With net.inet.carp.preempt=1
on all hosts in the failover group, when the master stops announcing or announces that it isn’t available, the backups take over, and the new master starts announcing at its configured rate. Smaller advskew
values mean shorter announcement intervals and a higher likelihood that the host becomes the new master. If more hosts have the same advskew
, the one that’s already master will keep its master status.
On OpenBSD 4.1 and higher, one more factor in the equation determines which host takes over CARP master duty. The demotion counter is a value each CARP host announces for its interface group as a measure of readiness for its CARP interfaces. When the demotion counter value is 0, the host is in complete readiness; higher values indicate measures of degradation. You can set the demotion counter from the command line using ifconfig -g
, but the value is usually set by the system itself, with higher values typically during the boot process. All other things being equal, the host with the lowest demotion counter will win the contest to take over as the CARP master.

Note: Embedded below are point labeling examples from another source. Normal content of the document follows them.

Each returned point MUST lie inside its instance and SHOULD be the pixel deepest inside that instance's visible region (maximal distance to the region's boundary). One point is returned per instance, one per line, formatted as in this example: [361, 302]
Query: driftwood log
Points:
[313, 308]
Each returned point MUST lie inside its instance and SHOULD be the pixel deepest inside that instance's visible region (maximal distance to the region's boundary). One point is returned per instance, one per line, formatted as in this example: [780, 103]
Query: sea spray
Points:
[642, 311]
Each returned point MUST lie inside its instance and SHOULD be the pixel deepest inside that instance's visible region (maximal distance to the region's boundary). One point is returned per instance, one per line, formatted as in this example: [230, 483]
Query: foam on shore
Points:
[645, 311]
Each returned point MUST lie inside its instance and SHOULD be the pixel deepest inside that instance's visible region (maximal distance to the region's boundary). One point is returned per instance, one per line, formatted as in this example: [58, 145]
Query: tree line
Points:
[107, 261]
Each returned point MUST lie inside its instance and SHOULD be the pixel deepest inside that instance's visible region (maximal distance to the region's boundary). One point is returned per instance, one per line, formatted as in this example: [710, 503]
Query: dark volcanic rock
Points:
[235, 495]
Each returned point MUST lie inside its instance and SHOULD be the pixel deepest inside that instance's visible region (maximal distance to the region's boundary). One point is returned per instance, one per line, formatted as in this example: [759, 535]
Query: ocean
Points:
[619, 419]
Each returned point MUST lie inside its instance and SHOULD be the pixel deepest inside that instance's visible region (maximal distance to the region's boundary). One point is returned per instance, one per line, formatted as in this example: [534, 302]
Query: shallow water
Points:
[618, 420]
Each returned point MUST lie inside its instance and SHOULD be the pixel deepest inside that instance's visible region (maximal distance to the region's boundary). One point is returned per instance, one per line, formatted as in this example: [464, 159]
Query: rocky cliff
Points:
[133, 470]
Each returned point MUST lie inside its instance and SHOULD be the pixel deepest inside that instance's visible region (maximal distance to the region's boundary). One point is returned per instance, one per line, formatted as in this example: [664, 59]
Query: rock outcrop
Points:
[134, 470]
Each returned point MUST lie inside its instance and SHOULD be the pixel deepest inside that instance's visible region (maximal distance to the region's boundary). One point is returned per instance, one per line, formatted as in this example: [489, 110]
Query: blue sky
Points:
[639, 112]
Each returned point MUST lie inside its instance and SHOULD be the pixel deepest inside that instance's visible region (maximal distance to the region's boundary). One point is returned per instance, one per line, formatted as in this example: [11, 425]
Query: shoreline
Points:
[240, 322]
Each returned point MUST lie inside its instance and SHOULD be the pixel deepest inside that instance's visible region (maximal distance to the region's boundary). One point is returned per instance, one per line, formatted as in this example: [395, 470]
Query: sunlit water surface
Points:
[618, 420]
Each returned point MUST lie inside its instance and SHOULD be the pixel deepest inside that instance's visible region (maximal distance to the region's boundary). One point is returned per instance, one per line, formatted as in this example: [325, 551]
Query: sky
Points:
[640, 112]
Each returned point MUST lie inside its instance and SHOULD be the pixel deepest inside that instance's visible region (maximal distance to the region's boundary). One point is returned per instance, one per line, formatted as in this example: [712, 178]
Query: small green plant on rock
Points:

As of this writing, FreeBSD CARP versions earlier than FreeBSD 10 don’t support setting the demotion counter.
On the backup, use ifconfig
once again to check that each CARP interface is properly configured:
$ ifconfig carp0
carp0: flags=8843<UP,BROADCAST,RUNNING,SIMPLEX,MULTICAST> mtu 1500
lladdr 00:00:5e:00:01:01
carp: BACKUP carpdev ep0 vhid 1 advbase 1 advskew 100
groups: carp
inet 192.0.2.19 netmask 0xffffff00 broadcast 192.0.2.255
inet6 fe80::200:5eff:fe00:101%carp0 prefixlen 64 scopeid 0x5
The output here is only slightly different from what you’ve just seen on the master. Notice that the carp:
line indicates BACKUP
status along with the advbase
and advskew
parameters.
For actual production use, you should add a measure of security against unauthorized CARP activity by configuring the members of the CARP group with a shared, secret passphrase, such as the following:[43]

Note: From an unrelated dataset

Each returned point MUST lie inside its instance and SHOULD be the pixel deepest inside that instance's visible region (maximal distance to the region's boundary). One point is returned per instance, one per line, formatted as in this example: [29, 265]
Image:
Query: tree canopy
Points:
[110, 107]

$ sudo ifconfig carp0 pass mekmitasdigoat 192.0.2.19 vhid 1 $ sudo ifconfig carp1 pass mekmitasdigoat 192.168.1.1 vhid 2
As with any other password, the passphrase will become a required ingredient in all CARP traffic in your setup. Be sure to configure all CARP interfaces in a failover group with the same passphrase (or none).
Once you’ve figured out the appropriate settings, preserve them through future system reboots by putting them in the proper files in /etc:
On OpenBSD, put the proper ifconfig
parameters into hostname.carp0 and hostname.carp1.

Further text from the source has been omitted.